SUARA PEMBARUAN DAILY

Polisi Gagalkan Peredaran Upal

SEMARANG - Tim Reserse Ekonomi Polda Jawa Tengah berhasil menggagalkan peredaran uang palsu (upal) bernilai sekitar Rp 89.600.000. Upal itu disita dari tangan sekelompok orang yang diduga merupakan satu jaringan pencetak dan pengedar upal.

Dari 10 pelaku kejahatan tersebut, tujuh orang tersangka berhasil diringkus, sedangkan tiga lainnya hingga kini masih buron.

Kapolda Jawa Tengah, Irjen Pol Drs Didi Widayadi, melalui Kepala Bidang Humas, Kombes Pol Drs Imam Yadi Suhartono, kepada wartawan, Kamis (1/4), di Mapolda Jateng, mengungkapkan, para tersangka ditangkap di kawasan objek wisata Tawangmangu, Kabupaten Karanganyar, Rabu (31/3) malam, tanpa perlawanan berarti. Ketujuh tersangka yang ditangkap adalah Cahyo Widodo Salman alias Farisi, Muryanti, Subandi, Kamani, Muhaimin, Bangun Rahito, Windu, dan Subandi.

Mereka kini meringkuk di tahanan Mapolda. Sedangkan tiga nama tersangka lainnya masih dirahasiakan, dan dalam pengejaran petugas.

Dari tangan mereka, polisi berhasil mengamankan barang bukti berupa upal pecahan 50.000 senilai Rp 57 juta siap edar, pecahan 50.000 setengah jadi sebanyak 652 lembar, totalnya senilai Rp 89.600.000. Polisi juga menyita mesin cetak, alat pemotong kertas, dua unit komputer, satu scanner, lampu ultraviolet, satu bendel disket, tujuh rim kertas dengan tanda air yang sudah dicetak, serta delapan kantong plastik limbah upal.

''Otak kejahatan tersebut adalah tersangka Cahyo Widodo Salman alias Farisi (35), yang merupakan narapidana kasus upal yang telah divonis 15 tahun penjara, tapi baru 1,5 tahun menjalani tahanan, kabur dari Rutan Ambarawa.
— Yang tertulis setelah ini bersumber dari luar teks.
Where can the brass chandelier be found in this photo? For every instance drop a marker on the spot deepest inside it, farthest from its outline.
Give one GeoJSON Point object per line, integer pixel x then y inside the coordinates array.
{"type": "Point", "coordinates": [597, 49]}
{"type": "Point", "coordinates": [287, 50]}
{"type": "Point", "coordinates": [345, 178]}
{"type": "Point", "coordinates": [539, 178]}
Rupanya pelaku tidak kapok, karena selama pelariannya masih tetap meneruskan aksi kejahatannya tersebut,'' ujar Kombes Imam Yadi Suhartono.

Tersangka Cahyo Widodo Salman alias Farisi, kepada wartawan mengaku, proses pembuatan upal terbilang sangat mudah. Hanya dengan menggunakan komputer biasa, semua orang bisa melakukannya.

Dalam aksinya, tersangka yang pernah kuliah di sebuah PTN di Solo itu, mengaku menggunakan kertas jenis hammer yang biasa untuk mencetak undangan. ''Kami hanya menggunakan scanner, dan photo staller program Correl Draw. Paling mudah dipalsukan adalah pecahan 50000, lagi pula banyak peminatnya karena paling mudah dijual,'' ujar tersangka Cahyo.

Dari aksi kejahatannya tersebut, pria yang hobi komputer itu mengaku bisa membeli mobil, mengontrak rumah, dan membeli sejumlah alat elektronik. Diduga, ratusan juta upal sudah mereka edarkan, namun polisi masih mengusut lebih jauh.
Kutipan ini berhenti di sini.